The product though has generated controversy in Europe, where women have reported unplanned pregnancies while using it, including a British writer who wrote a first-person account for The Guardian. The newspaper also reported that the U.K.’s Advertising Standards Authority is investigating the company’s advertising claims on social media.
Natural Cycles requires women to take their temperature first thing in the morning using a basal body thermometer and enter the reading into the app. Basal body thermometers are more sensitive than regular thermometers and detect a minor rise in temperature, about half of one degree Fahrenheit, around the time of ovulation, FDA said.
Clinical studies to evaluate the effectiveness of Natural Cycles for contraception involved 15,570 women who used the app for an average of eight months, the agency said.
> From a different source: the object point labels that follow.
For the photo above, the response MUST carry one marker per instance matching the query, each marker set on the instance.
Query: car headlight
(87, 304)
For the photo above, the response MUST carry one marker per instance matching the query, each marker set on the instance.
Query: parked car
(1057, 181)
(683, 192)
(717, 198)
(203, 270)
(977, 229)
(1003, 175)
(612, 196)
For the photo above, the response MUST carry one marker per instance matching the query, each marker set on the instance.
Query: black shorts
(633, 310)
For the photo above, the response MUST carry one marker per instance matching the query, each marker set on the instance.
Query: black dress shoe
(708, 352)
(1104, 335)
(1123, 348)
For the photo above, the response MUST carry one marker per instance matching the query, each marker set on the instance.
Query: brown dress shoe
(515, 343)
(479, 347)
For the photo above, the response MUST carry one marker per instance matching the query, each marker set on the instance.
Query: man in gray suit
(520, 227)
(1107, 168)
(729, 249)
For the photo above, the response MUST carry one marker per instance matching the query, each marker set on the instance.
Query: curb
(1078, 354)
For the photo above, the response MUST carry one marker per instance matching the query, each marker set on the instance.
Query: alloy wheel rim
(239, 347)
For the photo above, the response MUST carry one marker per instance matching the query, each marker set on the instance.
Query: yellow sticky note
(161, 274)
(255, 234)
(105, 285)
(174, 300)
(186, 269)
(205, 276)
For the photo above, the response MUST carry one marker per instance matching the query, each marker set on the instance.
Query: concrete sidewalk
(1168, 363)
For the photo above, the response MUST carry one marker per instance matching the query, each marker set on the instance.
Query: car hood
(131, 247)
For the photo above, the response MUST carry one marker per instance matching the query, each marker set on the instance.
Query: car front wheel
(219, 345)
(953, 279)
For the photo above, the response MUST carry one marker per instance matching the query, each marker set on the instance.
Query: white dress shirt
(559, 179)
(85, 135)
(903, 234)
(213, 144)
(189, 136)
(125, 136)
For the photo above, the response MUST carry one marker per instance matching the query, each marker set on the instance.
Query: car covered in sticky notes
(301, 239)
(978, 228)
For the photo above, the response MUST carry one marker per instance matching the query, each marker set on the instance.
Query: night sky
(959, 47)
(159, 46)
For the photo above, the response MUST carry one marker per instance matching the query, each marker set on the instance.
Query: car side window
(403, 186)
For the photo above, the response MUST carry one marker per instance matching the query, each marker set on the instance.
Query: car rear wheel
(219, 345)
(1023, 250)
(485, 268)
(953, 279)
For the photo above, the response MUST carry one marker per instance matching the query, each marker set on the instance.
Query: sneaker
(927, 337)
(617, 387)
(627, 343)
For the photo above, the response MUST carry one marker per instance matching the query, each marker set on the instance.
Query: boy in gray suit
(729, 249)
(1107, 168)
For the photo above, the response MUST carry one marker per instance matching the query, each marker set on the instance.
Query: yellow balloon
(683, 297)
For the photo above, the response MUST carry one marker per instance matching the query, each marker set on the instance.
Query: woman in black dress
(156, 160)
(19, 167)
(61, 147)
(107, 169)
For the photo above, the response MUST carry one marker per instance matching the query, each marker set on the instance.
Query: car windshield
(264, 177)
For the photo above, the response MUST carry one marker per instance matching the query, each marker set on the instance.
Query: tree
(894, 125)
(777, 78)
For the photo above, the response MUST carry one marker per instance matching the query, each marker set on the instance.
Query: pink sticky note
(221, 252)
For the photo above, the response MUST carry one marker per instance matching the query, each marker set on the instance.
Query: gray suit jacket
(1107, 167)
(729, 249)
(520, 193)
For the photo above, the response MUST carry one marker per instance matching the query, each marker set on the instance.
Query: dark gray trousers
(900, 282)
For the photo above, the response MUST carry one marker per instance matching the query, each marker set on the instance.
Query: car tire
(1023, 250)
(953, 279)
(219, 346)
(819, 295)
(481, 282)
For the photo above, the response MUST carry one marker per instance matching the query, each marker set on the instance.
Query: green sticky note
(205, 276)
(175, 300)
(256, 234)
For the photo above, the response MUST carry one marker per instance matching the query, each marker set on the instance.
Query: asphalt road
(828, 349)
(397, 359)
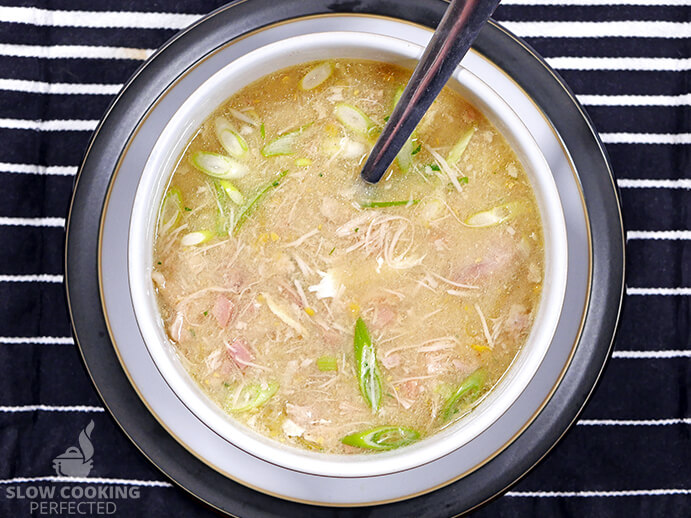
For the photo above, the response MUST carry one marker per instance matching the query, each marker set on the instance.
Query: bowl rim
(351, 465)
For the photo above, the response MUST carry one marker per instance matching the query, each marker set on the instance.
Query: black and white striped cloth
(628, 62)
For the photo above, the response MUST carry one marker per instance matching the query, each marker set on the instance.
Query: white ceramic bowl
(154, 180)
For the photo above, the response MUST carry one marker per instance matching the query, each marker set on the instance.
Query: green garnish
(245, 212)
(378, 204)
(366, 364)
(327, 363)
(251, 396)
(217, 165)
(382, 438)
(470, 387)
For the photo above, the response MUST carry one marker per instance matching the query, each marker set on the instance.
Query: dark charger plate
(529, 71)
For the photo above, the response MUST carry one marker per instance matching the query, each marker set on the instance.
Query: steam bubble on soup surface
(329, 314)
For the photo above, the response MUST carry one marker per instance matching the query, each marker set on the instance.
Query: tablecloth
(629, 454)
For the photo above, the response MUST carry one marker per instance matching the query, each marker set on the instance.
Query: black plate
(81, 269)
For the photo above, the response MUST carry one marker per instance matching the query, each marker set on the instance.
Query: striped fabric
(628, 62)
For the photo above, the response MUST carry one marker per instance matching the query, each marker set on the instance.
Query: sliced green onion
(317, 76)
(327, 363)
(366, 364)
(234, 144)
(379, 204)
(171, 211)
(217, 165)
(283, 145)
(494, 216)
(382, 438)
(247, 209)
(232, 192)
(459, 148)
(196, 238)
(251, 396)
(470, 387)
(355, 119)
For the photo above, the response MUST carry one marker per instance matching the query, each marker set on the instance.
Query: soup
(330, 314)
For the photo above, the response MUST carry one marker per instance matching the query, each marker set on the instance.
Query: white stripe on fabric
(49, 125)
(633, 422)
(40, 340)
(88, 480)
(50, 170)
(659, 234)
(646, 138)
(631, 100)
(43, 277)
(41, 87)
(658, 291)
(96, 19)
(552, 3)
(651, 355)
(630, 183)
(49, 408)
(621, 63)
(573, 29)
(73, 52)
(596, 494)
(33, 222)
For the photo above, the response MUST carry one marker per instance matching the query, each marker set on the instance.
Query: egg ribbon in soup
(332, 315)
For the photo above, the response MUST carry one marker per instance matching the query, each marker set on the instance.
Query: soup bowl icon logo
(77, 462)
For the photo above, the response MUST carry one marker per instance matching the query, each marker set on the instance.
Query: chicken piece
(223, 310)
(239, 352)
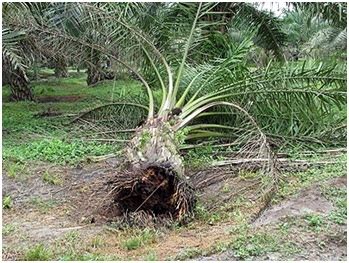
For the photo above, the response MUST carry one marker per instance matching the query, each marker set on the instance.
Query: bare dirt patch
(45, 213)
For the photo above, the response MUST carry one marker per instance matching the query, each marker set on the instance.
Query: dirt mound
(309, 200)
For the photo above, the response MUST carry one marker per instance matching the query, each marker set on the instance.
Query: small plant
(144, 139)
(151, 256)
(38, 253)
(226, 188)
(315, 221)
(188, 253)
(42, 205)
(51, 178)
(7, 202)
(8, 229)
(146, 236)
(97, 242)
(15, 170)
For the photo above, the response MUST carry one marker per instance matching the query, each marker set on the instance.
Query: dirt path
(52, 215)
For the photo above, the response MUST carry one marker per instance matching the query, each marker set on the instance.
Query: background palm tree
(175, 55)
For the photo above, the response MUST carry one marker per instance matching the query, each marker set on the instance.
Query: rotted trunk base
(154, 182)
(96, 75)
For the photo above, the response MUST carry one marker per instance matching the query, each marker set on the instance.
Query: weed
(338, 196)
(38, 252)
(144, 139)
(51, 178)
(151, 256)
(188, 253)
(8, 229)
(315, 222)
(15, 170)
(42, 205)
(7, 202)
(226, 188)
(291, 183)
(199, 157)
(146, 236)
(97, 242)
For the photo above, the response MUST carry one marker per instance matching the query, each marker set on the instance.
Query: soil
(45, 213)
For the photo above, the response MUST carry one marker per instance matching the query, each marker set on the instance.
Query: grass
(7, 202)
(28, 137)
(53, 179)
(8, 229)
(338, 197)
(139, 239)
(315, 222)
(42, 205)
(15, 170)
(38, 253)
(291, 183)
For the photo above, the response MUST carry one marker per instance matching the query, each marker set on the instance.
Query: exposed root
(156, 191)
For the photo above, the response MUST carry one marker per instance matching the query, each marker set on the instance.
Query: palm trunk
(154, 181)
(18, 81)
(94, 75)
(61, 70)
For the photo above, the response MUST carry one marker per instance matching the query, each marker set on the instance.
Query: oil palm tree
(154, 178)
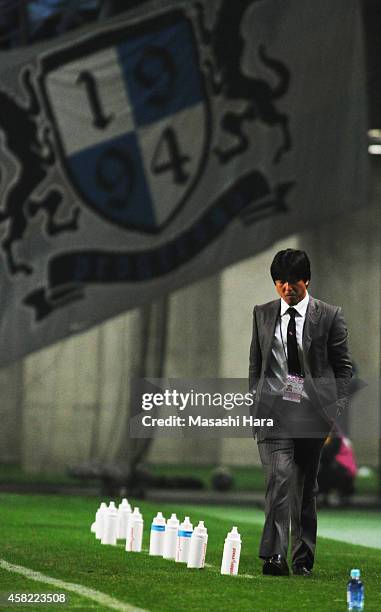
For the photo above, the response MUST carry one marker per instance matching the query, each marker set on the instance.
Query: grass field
(51, 535)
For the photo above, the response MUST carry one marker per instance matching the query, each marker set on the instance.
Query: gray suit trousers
(291, 466)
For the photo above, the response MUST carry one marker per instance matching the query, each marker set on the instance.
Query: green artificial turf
(51, 534)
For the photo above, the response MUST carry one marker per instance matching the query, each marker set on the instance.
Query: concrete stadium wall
(66, 404)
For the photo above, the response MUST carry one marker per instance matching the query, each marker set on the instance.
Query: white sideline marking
(101, 598)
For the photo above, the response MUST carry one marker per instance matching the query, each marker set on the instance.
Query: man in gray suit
(300, 372)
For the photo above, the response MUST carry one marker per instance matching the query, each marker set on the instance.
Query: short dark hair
(291, 265)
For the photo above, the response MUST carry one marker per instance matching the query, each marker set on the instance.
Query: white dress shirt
(278, 363)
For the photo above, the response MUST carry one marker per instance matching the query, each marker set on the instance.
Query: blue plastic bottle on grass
(355, 591)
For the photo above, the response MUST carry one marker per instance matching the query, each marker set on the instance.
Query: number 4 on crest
(167, 157)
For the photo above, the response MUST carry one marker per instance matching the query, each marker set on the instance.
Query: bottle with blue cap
(355, 591)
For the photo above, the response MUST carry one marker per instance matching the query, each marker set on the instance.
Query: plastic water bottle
(184, 535)
(231, 554)
(134, 537)
(124, 511)
(110, 530)
(170, 538)
(100, 520)
(197, 549)
(355, 591)
(156, 543)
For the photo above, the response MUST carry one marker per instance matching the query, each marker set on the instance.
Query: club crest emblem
(125, 140)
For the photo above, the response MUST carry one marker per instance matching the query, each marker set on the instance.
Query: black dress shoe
(301, 570)
(276, 566)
FDA said the app had a failure rate of 1.8% for women who became pregnant after having sex on a day when the app predicted they would not be fertile, or whose contraceptive method failed when they had sex on a fertile day. The failure rate increased to 6.5% when accounting for women sometimes not using the app correctly, including having unprotected sex on fertile days.
"Consumers are increasingly using digital health technologies to inform their everyday health decisions, and this new app can provide an effective method of contraception if it’s used carefully and correctly," said Terri Cornelison, assistant director for the health of women in FDA’s Center for Devices and Radiological Health, in a press release. "But women should know that no form of contraception works perfectly, so an unplanned pregnancy could still result from correct usage of this device."
FDA approved the Natural Cycles app through the de novo premarket review pathway for new low- to moderate-risk devices. Subsequent devices with the same intended use may go through the 510(k) process to obtain marketing authorization by demonstrating substantial equivalence.
Last year, FDA released a Digital Health Innovation Action Plan for regulating digital health technologies like the Natural Cycles app.